· 2 min read

Et Dürüm

Meat wrap; beef or lamb.

🇹🇷 Turkey · Family: Dürüm: lavaş & yufka


Et Dürüm is the plain-spoken meat wrap: beef or lamb rolled into thin flatbread, the workhorse of Turkish street eating. National in reach and stripped of any qualifier, the name simply says "meat wrap," which is the point; this is the unfussy default, the version you get when you ask for a dürüm without specifying anything further. The angle is restraint: a small number of components, each one carrying weight, wrapped tight enough to eat with one hand on the move.

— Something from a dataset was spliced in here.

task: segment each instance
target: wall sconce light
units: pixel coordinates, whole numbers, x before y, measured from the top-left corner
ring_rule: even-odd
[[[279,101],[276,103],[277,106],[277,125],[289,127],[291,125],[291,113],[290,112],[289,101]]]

The make is built around the bread and the roll. The flatbread, usually a thin lavaş or a soft yufka-style sheet, is warmed briefly on the grill so it turns pliant and faintly toasted rather than crackly, because a cold sheet cracks when you roll it and a stiff one fights the fold. Beef or lamb, whether shaved from a döner spit, grilled as kuşbaşı cubes, or cooked as seasoned mince, goes down the center in a line, not a heap. Onto that go the standard companions: sliced tomato, raw or grilled long green peppers, parsley, onion cut thin and often dressed with sumac, and a dusting of pul biber. The sheet is folded over the ends and rolled tight, then frequently pressed seam-down on the grill so it seals and the outside firms. A good et dürüm is tightly wound, evenly filled end to end, and bound so it doesn't unravel or weep through the bottom. The failures are overstuffing, which splits the bread and makes the wrap fall apart in the hand; a cold or dry sheet that cracks; and a sodden, oversauced filling that turns the wrapper to mush before you finish.

Because et dürüm is the generic form, almost every other Turkish wrap is a specified version of it: the liver wrap, the tantuni wrap, the Tex-Mex fajita wrap, and each of those is distinct enough that it deserves its own article rather than being crowded in here. Within the plain meat wrap the variation is mostly in how the meat is cooked and how heavily it is dressed: a shaved-döner fill eats differently from grilled cubes or spiced mince, and stalls range from a near-bare meat-and-onion roll to one packed with vegetables and sauce. The constant is the warmed, pliant sheet rolled tight around a measured line of filling.